- Coordinates: 30°01′30″N 90°25′37″W﻿ / ﻿30.0250°N 90.4269°W
- Carries: Canadian Pacific Kansas City rail line
- Crosses: Bonnet Carré Spillway
- Locale: St. Charles Parish, Louisiana
- Owner: Canadian Pacific Kansas City
- Maintained by: Canadian Pacific Kansas City

Characteristics
- Total length: 9,501 ft (2,896 m)

History
- Opened: 1936

Location

= Kansas City Southern Bonnet Carré Spillway Bridge =

The Kansas City Southern Bonnet Carré Spillway Bridge is a bridge that carries a Canadian Pacific Kansas City rail line over the Bonnet Carré Spillway in St. Charles Parish. At 1.8 miles (2,896 m or 9,504 ft), its length once had it included on the list for longest bridges in the world.

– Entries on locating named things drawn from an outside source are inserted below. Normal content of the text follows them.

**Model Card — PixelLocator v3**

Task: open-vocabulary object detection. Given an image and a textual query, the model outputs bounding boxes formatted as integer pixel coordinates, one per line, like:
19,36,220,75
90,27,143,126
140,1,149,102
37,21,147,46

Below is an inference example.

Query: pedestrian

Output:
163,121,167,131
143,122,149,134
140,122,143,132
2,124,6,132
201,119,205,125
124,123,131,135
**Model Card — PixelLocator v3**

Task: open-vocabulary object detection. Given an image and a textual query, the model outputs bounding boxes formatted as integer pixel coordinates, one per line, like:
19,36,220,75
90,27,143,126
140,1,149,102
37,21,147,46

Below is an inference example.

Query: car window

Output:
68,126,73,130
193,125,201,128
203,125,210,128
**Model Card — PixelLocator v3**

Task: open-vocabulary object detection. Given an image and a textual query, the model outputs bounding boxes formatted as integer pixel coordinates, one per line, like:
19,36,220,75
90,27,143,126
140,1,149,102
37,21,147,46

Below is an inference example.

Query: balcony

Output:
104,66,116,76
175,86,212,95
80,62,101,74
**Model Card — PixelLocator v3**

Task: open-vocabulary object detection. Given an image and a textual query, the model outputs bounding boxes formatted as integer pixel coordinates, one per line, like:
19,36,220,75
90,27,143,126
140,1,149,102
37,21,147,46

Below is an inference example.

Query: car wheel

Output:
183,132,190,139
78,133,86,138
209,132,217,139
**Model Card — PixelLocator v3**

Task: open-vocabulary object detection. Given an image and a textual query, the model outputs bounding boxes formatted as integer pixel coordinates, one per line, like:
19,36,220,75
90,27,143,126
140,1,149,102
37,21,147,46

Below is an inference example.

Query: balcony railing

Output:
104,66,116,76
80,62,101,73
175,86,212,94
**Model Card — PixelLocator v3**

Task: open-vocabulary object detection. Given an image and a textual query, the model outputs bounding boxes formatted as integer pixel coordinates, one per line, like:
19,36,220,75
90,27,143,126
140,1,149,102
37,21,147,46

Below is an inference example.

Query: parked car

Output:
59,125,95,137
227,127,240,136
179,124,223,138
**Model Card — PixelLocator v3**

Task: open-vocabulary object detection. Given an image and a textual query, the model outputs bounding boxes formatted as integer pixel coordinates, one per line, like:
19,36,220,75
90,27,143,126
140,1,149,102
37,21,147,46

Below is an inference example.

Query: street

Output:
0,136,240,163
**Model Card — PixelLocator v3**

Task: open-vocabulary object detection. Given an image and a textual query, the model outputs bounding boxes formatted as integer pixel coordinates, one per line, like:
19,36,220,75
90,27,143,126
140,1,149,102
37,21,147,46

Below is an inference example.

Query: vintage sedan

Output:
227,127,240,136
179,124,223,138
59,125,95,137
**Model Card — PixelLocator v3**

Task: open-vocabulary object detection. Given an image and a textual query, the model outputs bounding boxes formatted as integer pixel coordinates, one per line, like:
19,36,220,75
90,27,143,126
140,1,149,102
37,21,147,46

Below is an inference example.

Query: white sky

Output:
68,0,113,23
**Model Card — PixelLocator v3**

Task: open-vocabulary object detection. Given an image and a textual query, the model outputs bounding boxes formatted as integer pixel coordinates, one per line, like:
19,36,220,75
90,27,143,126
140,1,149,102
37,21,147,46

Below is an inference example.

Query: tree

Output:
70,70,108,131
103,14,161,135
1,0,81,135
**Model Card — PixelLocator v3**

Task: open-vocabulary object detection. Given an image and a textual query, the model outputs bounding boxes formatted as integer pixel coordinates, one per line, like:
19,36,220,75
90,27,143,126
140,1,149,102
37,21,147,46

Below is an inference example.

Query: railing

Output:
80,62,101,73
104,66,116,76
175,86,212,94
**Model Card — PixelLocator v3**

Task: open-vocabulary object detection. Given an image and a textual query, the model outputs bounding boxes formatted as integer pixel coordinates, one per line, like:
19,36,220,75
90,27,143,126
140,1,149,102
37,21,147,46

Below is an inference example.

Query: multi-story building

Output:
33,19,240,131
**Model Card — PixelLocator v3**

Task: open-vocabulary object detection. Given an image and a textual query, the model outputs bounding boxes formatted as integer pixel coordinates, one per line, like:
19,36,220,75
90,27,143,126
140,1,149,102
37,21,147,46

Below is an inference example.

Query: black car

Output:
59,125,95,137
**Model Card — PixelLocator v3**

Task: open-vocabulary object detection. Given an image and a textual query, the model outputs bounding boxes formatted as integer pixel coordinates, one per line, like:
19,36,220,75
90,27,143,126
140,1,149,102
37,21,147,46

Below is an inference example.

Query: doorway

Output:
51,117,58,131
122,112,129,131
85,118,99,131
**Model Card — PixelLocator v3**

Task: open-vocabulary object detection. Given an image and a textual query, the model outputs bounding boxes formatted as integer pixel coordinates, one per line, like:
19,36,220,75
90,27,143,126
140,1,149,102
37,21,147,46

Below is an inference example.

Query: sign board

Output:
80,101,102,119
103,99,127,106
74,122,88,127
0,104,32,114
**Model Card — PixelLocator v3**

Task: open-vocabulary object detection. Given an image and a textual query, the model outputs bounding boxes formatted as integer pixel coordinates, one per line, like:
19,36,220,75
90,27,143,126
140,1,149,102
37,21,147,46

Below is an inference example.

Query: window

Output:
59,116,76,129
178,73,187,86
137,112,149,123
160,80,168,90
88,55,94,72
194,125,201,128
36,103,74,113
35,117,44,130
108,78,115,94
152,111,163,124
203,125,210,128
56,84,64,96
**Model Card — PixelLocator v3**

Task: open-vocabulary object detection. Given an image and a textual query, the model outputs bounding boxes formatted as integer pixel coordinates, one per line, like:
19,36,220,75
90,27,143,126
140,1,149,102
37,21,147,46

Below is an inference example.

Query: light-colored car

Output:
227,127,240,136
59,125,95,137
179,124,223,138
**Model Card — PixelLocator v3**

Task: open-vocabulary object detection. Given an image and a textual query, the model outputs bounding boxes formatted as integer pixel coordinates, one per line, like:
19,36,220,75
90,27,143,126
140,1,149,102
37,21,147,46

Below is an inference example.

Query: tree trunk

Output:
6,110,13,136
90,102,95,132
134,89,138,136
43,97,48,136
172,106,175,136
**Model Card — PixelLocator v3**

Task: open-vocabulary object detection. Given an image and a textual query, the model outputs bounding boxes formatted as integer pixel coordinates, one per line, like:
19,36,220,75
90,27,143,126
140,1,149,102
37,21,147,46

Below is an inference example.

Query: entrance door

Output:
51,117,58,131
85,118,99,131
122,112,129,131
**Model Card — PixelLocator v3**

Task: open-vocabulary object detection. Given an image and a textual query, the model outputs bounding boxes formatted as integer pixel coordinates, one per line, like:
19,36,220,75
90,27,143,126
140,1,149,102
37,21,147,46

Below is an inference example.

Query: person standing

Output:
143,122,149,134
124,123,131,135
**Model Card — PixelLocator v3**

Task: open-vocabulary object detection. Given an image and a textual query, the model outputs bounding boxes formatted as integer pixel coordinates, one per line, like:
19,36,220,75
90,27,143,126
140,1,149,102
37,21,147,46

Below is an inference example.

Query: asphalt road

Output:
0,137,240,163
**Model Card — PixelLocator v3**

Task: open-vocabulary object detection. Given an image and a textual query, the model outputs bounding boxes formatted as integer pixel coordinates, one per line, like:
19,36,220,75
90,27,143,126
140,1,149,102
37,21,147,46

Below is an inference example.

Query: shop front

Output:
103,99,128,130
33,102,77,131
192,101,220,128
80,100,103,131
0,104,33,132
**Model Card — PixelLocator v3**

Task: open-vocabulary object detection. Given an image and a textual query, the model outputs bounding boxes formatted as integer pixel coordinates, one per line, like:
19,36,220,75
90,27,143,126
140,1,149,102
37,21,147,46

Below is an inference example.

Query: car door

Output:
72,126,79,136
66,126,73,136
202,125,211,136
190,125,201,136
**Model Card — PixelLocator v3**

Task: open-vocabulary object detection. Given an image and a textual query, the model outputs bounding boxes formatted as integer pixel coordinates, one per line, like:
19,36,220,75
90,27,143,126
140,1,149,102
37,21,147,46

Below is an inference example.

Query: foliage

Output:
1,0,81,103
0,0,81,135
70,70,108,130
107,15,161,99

The bridge is owned and maintained by the Canadian Pacific Kansas City Limited and is used by Canadian Pacific Kansas City (CPKC) freight trains. By 2015, speed limits on the bridge had been reduced to 10 mph. It is proposed to be reconstructed and upgraded as part of Amtrak's proposed New Orleans–Baton Rouge passenger rail.